I am sure you wont be surprised to discover that Ormers were once a common species around our way but, overfishing , sea pollution & global warming had decimated the population!
 However, as we now have heavy restriction on their harvesting, they are making a comeback   
Ref the flavour - ormers are a close relative of the Abalone however they have a unique flavour that is not really in most people vocabulary to describe!

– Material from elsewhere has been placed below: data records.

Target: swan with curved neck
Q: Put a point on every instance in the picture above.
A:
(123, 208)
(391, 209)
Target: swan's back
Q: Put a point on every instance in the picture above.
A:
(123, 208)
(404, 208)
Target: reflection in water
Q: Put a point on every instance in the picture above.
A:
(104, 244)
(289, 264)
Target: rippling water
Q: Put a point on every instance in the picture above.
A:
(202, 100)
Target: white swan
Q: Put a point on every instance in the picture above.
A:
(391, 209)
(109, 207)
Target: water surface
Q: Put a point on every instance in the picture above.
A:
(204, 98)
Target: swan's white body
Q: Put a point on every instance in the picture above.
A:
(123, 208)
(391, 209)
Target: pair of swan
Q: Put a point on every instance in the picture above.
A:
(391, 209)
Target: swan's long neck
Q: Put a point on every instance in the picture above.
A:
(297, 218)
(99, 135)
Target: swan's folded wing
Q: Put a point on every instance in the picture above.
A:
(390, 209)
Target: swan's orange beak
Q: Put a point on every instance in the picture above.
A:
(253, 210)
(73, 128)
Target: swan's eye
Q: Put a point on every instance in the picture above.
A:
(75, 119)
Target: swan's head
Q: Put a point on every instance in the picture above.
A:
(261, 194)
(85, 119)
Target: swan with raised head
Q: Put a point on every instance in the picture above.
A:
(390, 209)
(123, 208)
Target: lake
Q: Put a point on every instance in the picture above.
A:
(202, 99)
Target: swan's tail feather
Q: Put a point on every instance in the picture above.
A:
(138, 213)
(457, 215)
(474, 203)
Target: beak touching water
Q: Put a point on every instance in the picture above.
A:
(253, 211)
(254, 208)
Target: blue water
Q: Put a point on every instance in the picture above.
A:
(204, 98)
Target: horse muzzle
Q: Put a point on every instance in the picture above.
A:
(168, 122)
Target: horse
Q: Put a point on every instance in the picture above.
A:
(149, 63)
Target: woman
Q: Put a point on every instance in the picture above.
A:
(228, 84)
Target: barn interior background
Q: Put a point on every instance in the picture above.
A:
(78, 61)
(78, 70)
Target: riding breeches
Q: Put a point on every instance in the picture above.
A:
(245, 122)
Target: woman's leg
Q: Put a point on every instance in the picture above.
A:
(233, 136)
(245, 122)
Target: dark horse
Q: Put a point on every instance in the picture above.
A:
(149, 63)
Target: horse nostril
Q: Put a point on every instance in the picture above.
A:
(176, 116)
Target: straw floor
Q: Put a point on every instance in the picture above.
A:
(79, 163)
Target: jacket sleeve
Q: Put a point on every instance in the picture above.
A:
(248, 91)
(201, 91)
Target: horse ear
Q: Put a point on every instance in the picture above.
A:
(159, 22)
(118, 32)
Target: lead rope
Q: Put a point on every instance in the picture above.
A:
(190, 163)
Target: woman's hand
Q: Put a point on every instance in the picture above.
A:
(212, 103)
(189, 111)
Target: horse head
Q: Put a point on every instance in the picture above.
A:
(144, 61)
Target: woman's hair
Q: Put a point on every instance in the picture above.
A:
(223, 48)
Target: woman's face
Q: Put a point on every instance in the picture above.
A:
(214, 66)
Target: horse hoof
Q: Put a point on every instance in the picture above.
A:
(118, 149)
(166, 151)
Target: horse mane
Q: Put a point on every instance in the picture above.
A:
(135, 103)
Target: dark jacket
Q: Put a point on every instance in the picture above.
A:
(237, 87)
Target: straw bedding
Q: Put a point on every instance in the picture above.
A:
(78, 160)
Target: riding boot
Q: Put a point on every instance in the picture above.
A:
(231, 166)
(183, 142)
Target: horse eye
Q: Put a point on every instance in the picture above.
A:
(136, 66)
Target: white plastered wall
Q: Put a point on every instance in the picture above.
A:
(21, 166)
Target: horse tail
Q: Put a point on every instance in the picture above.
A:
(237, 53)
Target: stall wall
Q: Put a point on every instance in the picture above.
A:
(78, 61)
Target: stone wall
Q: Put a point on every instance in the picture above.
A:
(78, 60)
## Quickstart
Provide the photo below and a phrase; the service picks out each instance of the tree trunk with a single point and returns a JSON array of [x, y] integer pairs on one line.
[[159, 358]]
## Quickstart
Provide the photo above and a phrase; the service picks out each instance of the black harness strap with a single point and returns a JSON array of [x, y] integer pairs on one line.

They are delicious but, not even remotely fishy tasting.


----------



## dw1305 (22 Jan 2011)

Hi all,
I think they just reach the Channel Islands in the UK. I heard a Radio 4 item about Abalone poaching in S. Africa this week, apparently they sell for huge amounts in SE Asia, so that would be hundreds of dollars worth in Hong Kong.
http://news.nationalgeographic.com/news/2002/04/0402_020402_abalone.html.

cheers Darrel


----------



## foxfish (22 Jan 2011)

There has been a few recorded in Cornwall but Alderney CI is there most northerly common distribution in the UK.
I live in Guernsey CI.
You can buy them here sometimes however the law states - they cant be frozen or preserved & must be consumed within three days of an official ormering tide.
When for sale they fetch about £5 a lb so in fact for such a delicacy they are not that expensive.
Rick stein & Huge FW have both been over here to try them.


----------



## Garuf (22 Jan 2011)

Are you a fisherman or something Foxfish?
I love the photo though I'm not so hot on sea food, (I'll eat anything as a general rule but I dunno, something about the seafood smell), it's really characterful.


----------



## foxfish (22 Jan 2011)

Hey Garuf, I have a real thing about eating fresh fish & fresh fish does not smell hardly of anything!
If you pick up a fish & smell it you will know where I am coming from LOL.
Yes I have been a professional fisherman but many years ago now, however I live on a small island where you can never get more than 3.5 miles from the sea.
I am a free diver & spearfisherman though & catch my own fresh fish from April till December, this time of year I hunt for ormers every full moon & set pots for lobster from my little boat.


----------